The anti-establishment candidate of the 2016 Republican race gave $100,000 to Hillary Clinton,  $50,000 to Rahm Emanuel and $8,900 to Chuck Schumer.

And the candidate the establishment is coalescing around once called Republican leadership “liars,” won his senate seat as a Tea Party outsider, and is generally distrusted by members of both parties.
I’m talking of course about Donald Trump and Ted Cruz, with the latter somehow becoming the establishment preference in a bizarre election where nothing makes sense. In the past few weeks, Cruz has won the support of Mitt Romney in Utah, the endorsement of Jeb! Bush, and even reluctant support from John McCain and Lindsey Graham, though McCain once called Cruz a “wacko-bird.” I’m never been quite sure what a wacko-bird is, but I know it isn’t good.
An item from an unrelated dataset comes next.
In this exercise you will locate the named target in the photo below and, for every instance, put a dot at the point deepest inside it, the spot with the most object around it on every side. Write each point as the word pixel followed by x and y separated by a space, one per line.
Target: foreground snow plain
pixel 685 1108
If you could travel back in time just a few years and tell everyone that establishment candidate Cruz, with the support of Jeb!, Mittens and McCain, would be challenging front-runner Trump with the prospect of a brokered convention, not a single person would believe you.
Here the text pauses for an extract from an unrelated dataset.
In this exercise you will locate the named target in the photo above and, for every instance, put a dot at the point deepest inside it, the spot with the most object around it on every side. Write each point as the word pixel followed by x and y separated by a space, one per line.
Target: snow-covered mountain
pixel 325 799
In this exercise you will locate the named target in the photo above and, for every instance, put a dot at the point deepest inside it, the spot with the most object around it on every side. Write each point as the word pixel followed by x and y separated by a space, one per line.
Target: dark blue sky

And considering that, the words establishment and anti-establishment have pretty much lost their meaning.
Labeling someone as establishment or anti-establishment has been the lazy way of identifying someone’s stances on the size of government, opposed to doing actual research on their policy positions. Being establishment or not is all about perception, and is the easy way to define someone as a friend of Washington D.C.
Trump is considered anti-establishment because the party doesn’t want him to be the nominee. But in reality, he’s the ultimate friend of Washington D.C. His self-righteous style of statism and history of buying and selling politicians makes him more of an insider than anyone.
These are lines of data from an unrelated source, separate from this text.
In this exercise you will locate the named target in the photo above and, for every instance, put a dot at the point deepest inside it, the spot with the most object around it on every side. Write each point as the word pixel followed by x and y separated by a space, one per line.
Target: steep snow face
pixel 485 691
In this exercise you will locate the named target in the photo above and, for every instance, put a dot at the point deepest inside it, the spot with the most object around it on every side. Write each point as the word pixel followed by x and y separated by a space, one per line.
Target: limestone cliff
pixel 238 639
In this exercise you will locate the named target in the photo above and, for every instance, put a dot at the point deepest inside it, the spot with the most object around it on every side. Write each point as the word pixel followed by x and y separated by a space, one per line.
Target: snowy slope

What’s dangerous in just labeling someone anti-establishment regardless of what they believe in is its appealing to the equally lazy voters who just want someone “anti-establishment” for the sake of ruffling feathers. They start to make certain preconceived notions about a candidate based on the label, and believe them because the establishment anger reinforces it.
Ron Paul is the polar opposite of Donald Trump, but there is some overlap in support with those who just want the person who goes against the grain the most. The same goes for Paul supporters and Bernie Sanders, the latter of whom is now thought of as a revolutionary, peaceful prophet because of his rage against multiple “establishments.” But in reality he’s just a roll call vote for the military industrial complex and hardly the strongest progressive on immigration.
Just because the establishment of a party hates one candidate, it doesn’t mean all candidates the establishment hates are inherently good.
I enjoy the theory that the Republican establishment meets in Bohemian Grove once a year in robes and plots how to win the next election for the Council on Foreign Relations and Trilateral Commission as much as the next guy, but the GOP establishment more than likely is just a bunch of insiders trying to advance the party’s special interests. They are probably not as interested in conservative intellectualism as they are satisfying donors, but they also aren’t entirely pure evil.
The Republican establishment might hate Trump, but they hate him because he is an idiot and would lose them an election. Not because he’s an outsider who would clean up Washington and break the mold.
What’s incredibly ironic about this whole scenario is that Cruz tried hard to build himself in an anti-establishment image. His Green-Eggs-and-Ham fake filibuster and calling Mitch McConnell a liar was nothing more than solidifying his brand as the perfect cookie-cutter conservative candidate for outsiders to adore. Cruz must have loved the quick labeling of being “anti-establishment” because it’s advanced his overtly calculated political career, even as he’s flip-flopped on key positions.
But now the tables have completely turned, and the knee-jerk, quick labels of “establishment” and “anti-establishment” find Cruz on the other side of the fence. Again, it has nothing to do with policy or records. If it did, Tea Party conservatives wouldn’t be supporting a man who has donated to several Democratic presidential candidates and supports single-payer healthcare.
But they are, because nothing makes sense.
This election will be remembered for a lot of things – most of them bad and stupid – but maybe it’s good that it looks likely to kill the “establishment” labels. They’ve not only lost meaning, but have confused the electorate and have given us terrible results.
Though, I’m sure the anti-establishment, Republican front-runner who has donated more than $300,000 to Democrats would disagree.